The overall probability of picking a defective bolt is about 3.06%.

Step 4: Apply Bayes' Theorem
Now we can calculate the posterior probability, $P (M_{2} | D)$ .

$P (M_{2} | D) = \frac{P (D | M_{2}) \cdot P (M_{2})}{P (D)}$
$P (M_{2} | D) \approx \frac{0.04 \times 0.294}{0.030585} \approx \frac{0.01176}{0.030585} \approx 0.3845$

Conclusion:
The probability that the defective bolt came from machine $M_{2}$ is approximately 38.5%.

Why is Bayes' Theorem Important?

It provides a mathematical way to update our beliefs in light of new evidence.
It is the foundation of many machine learning algorithms (like Naive Bayes classifiers), medical diagnostic tools, and spam filters.

IX. Key Takeaways

Probability is about reasoning with uncertainty. It gives us a framework to make logical decisions when we don't have all the facts.
Always define your sample space and events clearly.

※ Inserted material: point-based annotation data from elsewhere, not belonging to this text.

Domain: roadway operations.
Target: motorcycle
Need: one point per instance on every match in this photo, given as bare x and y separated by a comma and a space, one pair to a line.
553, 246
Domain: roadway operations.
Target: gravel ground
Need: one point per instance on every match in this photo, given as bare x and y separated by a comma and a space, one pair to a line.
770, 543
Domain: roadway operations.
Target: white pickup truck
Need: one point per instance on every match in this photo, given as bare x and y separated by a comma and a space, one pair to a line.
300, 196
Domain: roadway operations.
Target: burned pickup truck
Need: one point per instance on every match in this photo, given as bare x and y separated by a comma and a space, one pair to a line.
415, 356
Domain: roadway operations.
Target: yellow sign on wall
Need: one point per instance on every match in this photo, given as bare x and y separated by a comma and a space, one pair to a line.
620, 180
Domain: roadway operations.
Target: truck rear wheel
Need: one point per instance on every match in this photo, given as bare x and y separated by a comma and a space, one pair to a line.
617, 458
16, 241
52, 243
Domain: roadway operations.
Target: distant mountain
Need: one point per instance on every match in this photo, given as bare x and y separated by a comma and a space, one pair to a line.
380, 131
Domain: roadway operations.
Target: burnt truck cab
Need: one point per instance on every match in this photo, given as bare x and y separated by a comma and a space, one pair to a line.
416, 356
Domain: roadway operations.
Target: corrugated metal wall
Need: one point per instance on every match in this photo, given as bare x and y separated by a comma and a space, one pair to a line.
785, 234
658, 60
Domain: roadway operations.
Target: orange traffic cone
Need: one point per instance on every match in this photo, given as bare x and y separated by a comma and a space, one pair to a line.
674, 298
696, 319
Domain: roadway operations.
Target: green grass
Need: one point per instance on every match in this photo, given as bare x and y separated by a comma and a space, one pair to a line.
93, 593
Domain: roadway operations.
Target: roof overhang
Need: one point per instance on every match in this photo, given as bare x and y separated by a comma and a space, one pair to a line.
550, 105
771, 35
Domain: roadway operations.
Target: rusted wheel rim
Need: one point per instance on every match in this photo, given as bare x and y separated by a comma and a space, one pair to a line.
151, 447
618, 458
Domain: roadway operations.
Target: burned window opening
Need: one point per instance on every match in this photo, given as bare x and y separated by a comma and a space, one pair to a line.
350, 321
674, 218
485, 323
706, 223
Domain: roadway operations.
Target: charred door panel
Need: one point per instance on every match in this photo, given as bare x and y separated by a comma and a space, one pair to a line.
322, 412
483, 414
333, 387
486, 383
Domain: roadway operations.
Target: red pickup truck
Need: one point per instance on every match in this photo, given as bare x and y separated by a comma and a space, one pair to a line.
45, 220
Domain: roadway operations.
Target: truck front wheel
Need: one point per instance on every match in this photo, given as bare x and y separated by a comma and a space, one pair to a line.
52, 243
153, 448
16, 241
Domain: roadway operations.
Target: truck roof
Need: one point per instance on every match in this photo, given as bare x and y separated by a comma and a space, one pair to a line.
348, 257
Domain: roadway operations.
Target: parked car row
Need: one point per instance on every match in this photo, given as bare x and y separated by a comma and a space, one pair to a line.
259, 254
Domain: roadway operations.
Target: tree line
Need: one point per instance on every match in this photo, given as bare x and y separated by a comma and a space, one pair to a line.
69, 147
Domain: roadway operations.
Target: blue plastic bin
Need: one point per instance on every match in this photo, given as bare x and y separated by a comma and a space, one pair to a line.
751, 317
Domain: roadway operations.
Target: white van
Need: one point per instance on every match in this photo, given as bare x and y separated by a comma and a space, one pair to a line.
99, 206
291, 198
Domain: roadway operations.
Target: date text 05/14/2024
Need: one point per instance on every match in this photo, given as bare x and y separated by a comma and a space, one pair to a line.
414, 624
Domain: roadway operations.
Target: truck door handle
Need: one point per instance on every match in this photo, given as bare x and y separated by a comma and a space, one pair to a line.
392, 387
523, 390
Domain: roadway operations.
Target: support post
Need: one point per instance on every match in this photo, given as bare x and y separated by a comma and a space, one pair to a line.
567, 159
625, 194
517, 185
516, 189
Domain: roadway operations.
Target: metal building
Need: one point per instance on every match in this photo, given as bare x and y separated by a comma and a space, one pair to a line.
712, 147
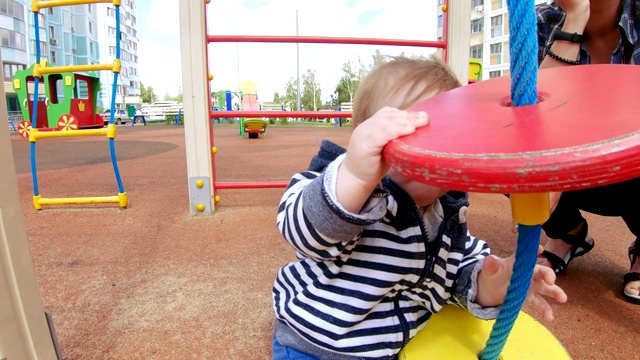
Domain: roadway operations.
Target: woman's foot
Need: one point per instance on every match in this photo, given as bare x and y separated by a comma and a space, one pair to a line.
631, 281
558, 253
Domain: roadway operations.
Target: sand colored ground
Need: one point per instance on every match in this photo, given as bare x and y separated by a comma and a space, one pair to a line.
153, 282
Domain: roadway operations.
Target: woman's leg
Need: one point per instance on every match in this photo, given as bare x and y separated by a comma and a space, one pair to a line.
620, 199
632, 286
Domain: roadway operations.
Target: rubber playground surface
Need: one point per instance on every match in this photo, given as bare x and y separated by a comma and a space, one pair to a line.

This is the most important step in solving any probability problem.
Counting is key. Use the right tool for the job: the addition rule for "OR" choices, and the multiplication rule (exponents, permutations, combinations) for "AND" sequences.
Don't double-count. Use the inclusion-exclusion principle when events can happen at the same time.
Context matters. Conditional probability ( $P (A | B)$ ) is one of the most important ideas. It's the probability of A, in the new world where we know B has happened.
Update your beliefs. The Law of Total Probability and Bayes' Theorem are powerful tools for breaking down complex problems and updating our knowledge as we get new data.